Jay Rockefeller, ranking Democrat on the Senate Intelligence Committee, followed suit, saying, “There is no question that many of our policies have inflamed our enemies’ hatred toward the U.S. and allowed violence to flourish, but it is the mistakes we made in Iraq – the lack of planning, the mismanagement and the complete incompetence of our leadership – that has done the most damage to our security.”

Inconveniently for Democrats, the U.S. wasn’t in Iraq when our Marine barracks in Lebanon were bombed in 1983, or when the World Trade Center was first bombed in 1993, or when the Khobar Towers were bombed in 1996, or when our embassies were bombed in Tanzania and Kenya in 1998, or when the USS Cole was bombed in the port of Yemen in 2000 or, finally, when Islamic terrorists rammed passenger jets into the WTC, the Pentagon and a Pennsylvania field on September 11, 2001, killing some 3,000 of our countrymen.

Indeed, why should we be surprised that Islamic terrorists would rally around the Iraq conflict to make their case for U.S. imperialism and western aggression? What’s more, why are we surprised that failure in Iraq would encourage these same militants?

What is really not surprising, though, is the fact that this report – willfully misconstrued as a criticism of the Iraq war – was illegally leaked only six weeks ahead of November’s crucial midterm elections.

The last NIE to receive this degree of attention, you’ll recall, was written in 2002 and concluded that Saddam Hussein’s Iraq had aggressively pursued its WMD programs, possessed substantial chemical and biological arsenals, and “probably will have a nuclear weapon during this decade.” Curiously, the same people who decried the inaccuracy of that last highly publicized NIE are now touting select portions of this new estimate as gospel truth. Could it be that the NIE’s newfound advocates are more interested in political opportunism than substantive truth about terrorism and Iraq?
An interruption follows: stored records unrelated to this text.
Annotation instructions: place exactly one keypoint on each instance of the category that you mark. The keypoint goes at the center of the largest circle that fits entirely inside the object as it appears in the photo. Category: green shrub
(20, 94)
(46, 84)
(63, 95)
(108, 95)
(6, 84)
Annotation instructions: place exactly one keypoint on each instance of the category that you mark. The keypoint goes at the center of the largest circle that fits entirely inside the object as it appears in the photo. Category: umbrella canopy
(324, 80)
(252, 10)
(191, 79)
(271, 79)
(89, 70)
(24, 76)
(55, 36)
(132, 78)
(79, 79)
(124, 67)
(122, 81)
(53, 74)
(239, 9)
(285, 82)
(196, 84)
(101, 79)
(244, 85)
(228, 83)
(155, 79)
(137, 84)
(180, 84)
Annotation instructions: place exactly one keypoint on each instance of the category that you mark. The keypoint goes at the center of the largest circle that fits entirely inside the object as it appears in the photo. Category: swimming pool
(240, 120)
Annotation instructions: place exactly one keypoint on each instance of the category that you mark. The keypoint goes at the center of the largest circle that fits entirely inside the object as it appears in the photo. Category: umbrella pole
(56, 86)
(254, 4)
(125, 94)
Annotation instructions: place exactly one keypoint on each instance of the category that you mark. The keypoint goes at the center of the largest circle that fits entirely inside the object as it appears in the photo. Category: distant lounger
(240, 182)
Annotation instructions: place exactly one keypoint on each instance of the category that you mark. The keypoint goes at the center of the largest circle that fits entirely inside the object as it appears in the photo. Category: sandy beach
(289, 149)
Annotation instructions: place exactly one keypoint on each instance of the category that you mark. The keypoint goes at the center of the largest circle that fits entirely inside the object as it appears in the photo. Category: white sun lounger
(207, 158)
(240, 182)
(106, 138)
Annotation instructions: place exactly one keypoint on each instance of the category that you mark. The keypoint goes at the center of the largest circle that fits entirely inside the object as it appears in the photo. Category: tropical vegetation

As for the Johns Hopkins study on war deaths in Iraq, suffice it to say the methodology of the researchers is drawing criticism from many quarters, including the government of Iraq and the United Nations. Even the New York Times was forced to admit to the study’s “spotty statistical history” and to recall that under Saddam Hussein “the state had a monopoly on killing, and the deaths of thousands of Iraqi Shiites and Kurds that it caused were never counted.” If the Hopkins pre-election hit piece has a familiar ring to it, it’s likely because the last time they published such a grossly flawed “study” on Iraqi war deaths was in late October, 2004, just days before the presidential election. Alas, some institutions of higher learning never do learn.

It’s no surprise, then, that these anti-war voices are now at fever pitch. After all, the coming election will largely determine this President’s ability to wage war on Jihadi terrorists for the remainder of his term. To wit, we have to wonder if this week’s treason case against U.S. citizen and al-Qa'ida deputy Adam Gadahn – the first in 50 years – would have occurred under a more “nuanced” administration. Given the Democrats’ soft-on-terror history, though, the cut-and-run crowd might want to be careful what it wishes for.